The Chinese-Tibetan authorities had actually obliged all aspirants on eight-thousanders to use bottled oxygen above 7,000 meters. In the end, however, they probably didn’t take it so seriously after all. The German Anja Blacha on Cho Oyu as well as the Nepalese Mingma Gyalje Sherpa and the Nepalese-born Brit Nirmal Purja on Shishapangma climbed without bottled oxygen.

Younger and younger and in less and less time

Among the newcomers on the list of 14 eight-thousander summiteers, it is striking that some of them are still very young. The Nepalese Nima Rinji Sherpa is only 18 years old, the Frenchman Alasdair McKenzie is 20, the Pakistani Sheroze Kashif is 22 and Adriana Brownlee is 23.

Furthermore, the time span in which the 14 eight-thousanders are collected is getting shorter and shorter. Alina Pekova, the first woman from Russia on the list, only needed around one and a half years to do so. In 2023 alone, she stood on the summits of eleven eight-thousanders. It took Nima Rinji a good two years and Dorota Rasinska-Samocko, the first woman from Poland to climb all 14 eight-thousanders, just under three and a half years.

Comparison with pioneers is out of the question

These successes were and are only possible because the commercial operators have now perfected their system. More infrastructure on the normal routes of the eight-thousanders, more Sherpa support, more bottled oxygen. This is the only way that expedition operators can guarantee their clients high success rates.

A comparison with pioneers of eight-thousander mountaineering such as Reinhold Messner, Jerzy Kukuczka or Erhard Loretan in the 1970s and 1980s is out of the question. At the time, they were literally breaking new ground, climbing new routes, without bottled oxygen or in winter. And they often failed – which is almost a no-go for commercial expeditions.

Fighter for women’s rights in Nepal

I would like to highlight the success of Dawa Yangzum Sherpa. The 34-year-old is not only the first woman from Nepal to climb all 14 eight-thousanders, but also a pioneer of women’s mountaineering in her home country. In 2012, she scaled Everest from the Tibetan north side.

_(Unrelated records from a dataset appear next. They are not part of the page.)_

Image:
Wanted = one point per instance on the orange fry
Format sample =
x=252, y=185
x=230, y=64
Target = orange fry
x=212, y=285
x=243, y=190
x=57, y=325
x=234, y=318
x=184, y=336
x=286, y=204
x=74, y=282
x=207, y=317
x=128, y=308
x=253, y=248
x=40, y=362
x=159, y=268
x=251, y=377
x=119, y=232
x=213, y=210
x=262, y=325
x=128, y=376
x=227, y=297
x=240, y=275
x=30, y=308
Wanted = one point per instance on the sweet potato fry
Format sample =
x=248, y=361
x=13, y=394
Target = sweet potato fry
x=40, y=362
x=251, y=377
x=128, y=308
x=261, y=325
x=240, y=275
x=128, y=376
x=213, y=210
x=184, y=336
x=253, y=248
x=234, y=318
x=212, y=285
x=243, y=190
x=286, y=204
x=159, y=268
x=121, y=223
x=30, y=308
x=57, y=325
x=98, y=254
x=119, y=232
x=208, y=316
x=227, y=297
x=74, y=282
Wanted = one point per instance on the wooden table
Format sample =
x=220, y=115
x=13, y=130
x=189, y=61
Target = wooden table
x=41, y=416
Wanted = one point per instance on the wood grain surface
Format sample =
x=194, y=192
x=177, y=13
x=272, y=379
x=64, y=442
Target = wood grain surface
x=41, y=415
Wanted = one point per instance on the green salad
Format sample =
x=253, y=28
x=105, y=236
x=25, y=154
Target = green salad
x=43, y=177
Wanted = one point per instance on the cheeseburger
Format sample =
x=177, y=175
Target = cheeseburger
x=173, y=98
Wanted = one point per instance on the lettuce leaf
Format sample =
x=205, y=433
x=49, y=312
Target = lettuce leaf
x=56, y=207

In 2014, she reached the summit of K2 with her compatriots Maya Sherpa and Pasang Lhamu Sherpa Akita. They were the first women from Nepal to climb the second highest mountain on earth.

Dawa Yangzum Sherpa
Dawa Yangzum Sherpa

In 2017, Dawa Yangzum was the first woman in Asia to receive an international mountain guide certificate and she works regularly as a mountain guide on Everest. She has been offering climbing courses for young Nepalese women in the Khumbu region since 2020. She herself has lived in Boulder in the USA for years and works for the expedition operator Alpine Ascents International.

“I feel well respected and equal, maybe also because I am a Sherpa women and work in another country,” Dawa Yangzum wrote to me a few years ago. “In Nepal, as a woman you are not treated so well and equally everytime. Sometimes I found it little hard between so many males.”By climbing all 14 eight-thousanders, she has set another important example for the women of Nepal.

Update 10 October: According to the expedition operator Elite Exped, Nepalese climber Tejan Gurung also completed his eight-thousander collection on 9 October with his summit success on Shishapangma. – According to media reports, the Italian Mario Vielmo as well as the British Adriana Brownlee did without bottled oxygen on Shishapangma.